Active gay marriage opponent and Alabama Supreme Court Chief Justice Roy Moore (above) is grasping at straws to delay the issuing of marriage licenses to same-sex couples in his state. Originally, the justice had said that a court order from the state's stayed ruling conflict from May had yet to be resolved, and in the court order's “25-day period,” “no [probate judge] has to issue a marriage license to a same sex couple.”
Moore has more recently backed off this claim, saying the order only calls for motions or briefs “addressing the effect of the U.S. Supreme Court's decision in Obergefell v.
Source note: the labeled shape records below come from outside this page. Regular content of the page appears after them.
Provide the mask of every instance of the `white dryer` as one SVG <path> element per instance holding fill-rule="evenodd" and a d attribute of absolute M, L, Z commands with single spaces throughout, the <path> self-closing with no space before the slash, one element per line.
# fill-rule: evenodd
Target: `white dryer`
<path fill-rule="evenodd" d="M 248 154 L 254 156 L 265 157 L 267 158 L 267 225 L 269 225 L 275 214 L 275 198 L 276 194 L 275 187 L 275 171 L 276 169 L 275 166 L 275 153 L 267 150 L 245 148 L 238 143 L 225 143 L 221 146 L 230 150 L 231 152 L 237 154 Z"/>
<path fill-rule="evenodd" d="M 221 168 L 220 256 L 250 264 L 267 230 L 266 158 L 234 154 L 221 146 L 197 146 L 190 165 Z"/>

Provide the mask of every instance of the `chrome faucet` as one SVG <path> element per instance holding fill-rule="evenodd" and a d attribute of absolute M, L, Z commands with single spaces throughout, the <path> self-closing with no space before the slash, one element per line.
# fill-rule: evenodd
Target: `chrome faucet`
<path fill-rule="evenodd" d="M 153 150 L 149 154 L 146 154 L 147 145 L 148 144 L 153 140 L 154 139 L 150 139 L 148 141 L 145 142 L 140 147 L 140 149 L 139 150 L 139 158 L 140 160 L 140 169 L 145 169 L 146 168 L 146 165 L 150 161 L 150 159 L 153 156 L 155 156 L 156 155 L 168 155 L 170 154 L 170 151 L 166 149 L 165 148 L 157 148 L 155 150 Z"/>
Hodges…In no way does the order instruct probate judges of this State as to whether or not they should comply with the U.S. Supreme Court's ruling in Obergefell.”
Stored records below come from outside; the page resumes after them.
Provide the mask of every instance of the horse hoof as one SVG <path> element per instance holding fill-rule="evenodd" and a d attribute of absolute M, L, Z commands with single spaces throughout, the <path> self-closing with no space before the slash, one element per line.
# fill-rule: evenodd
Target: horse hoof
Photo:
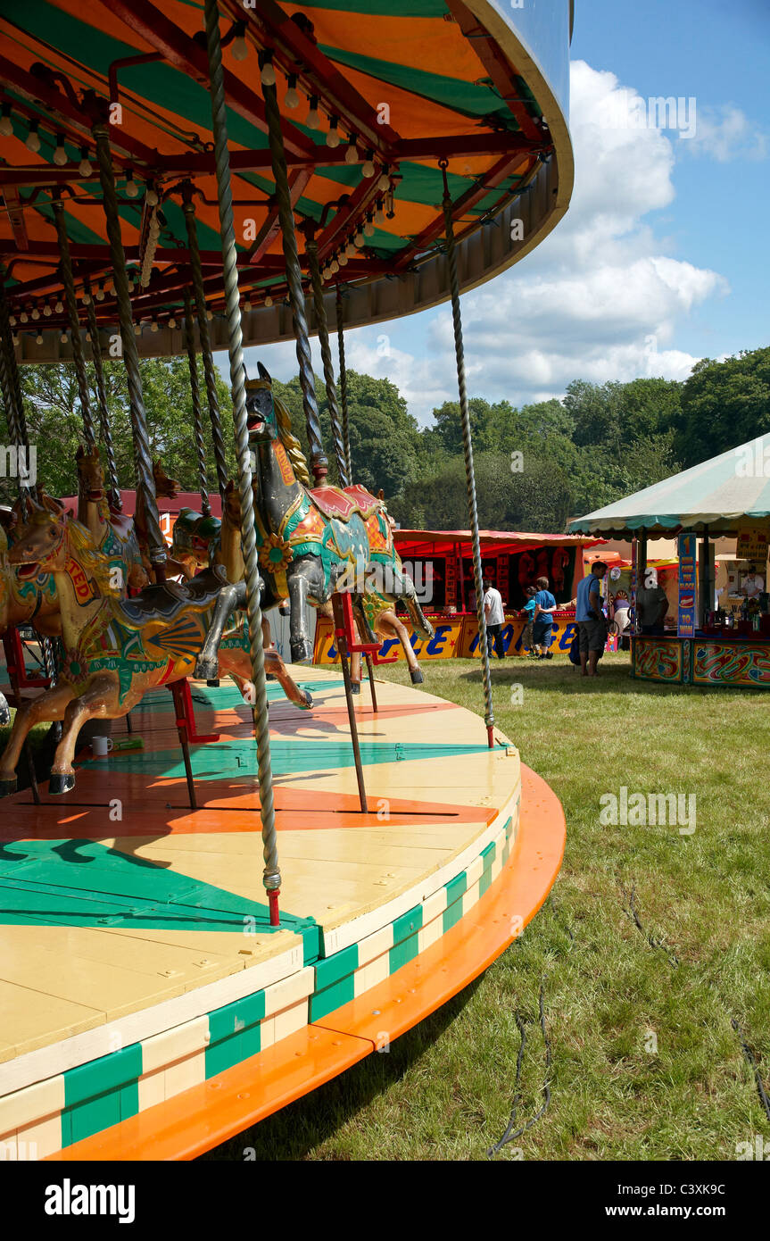
<path fill-rule="evenodd" d="M 60 793 L 69 793 L 74 788 L 74 776 L 55 776 L 51 773 L 48 781 L 48 793 L 57 797 Z"/>
<path fill-rule="evenodd" d="M 306 638 L 300 638 L 298 642 L 291 643 L 291 663 L 293 664 L 311 664 L 312 663 L 312 647 Z"/>
<path fill-rule="evenodd" d="M 198 655 L 195 661 L 195 675 L 200 681 L 216 681 L 219 676 L 219 660 Z"/>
Speaking with The Hill, Alabama ACLU executive director Susan Watson, offers clarification on Moore's statements. Watson says probate judges are now under an injunction, and that the court's orders Moore cites no longer apply. She says Moore is “just kicking and screaming and pitching a fit and trying to slow down marriage…He can ask for a rehearing all he wants, and the Alabama Supreme Court has the right to do that, but what's different in Alabama is, we have a federal court judge who said as soon as the Supreme Court rules, her stay would be lifted.”
Watson says that while she has heard of some probate judges in Alabama who are no longer issuing any marriage licenses, she only knows of one probate judge who is simply ignoring the injunction.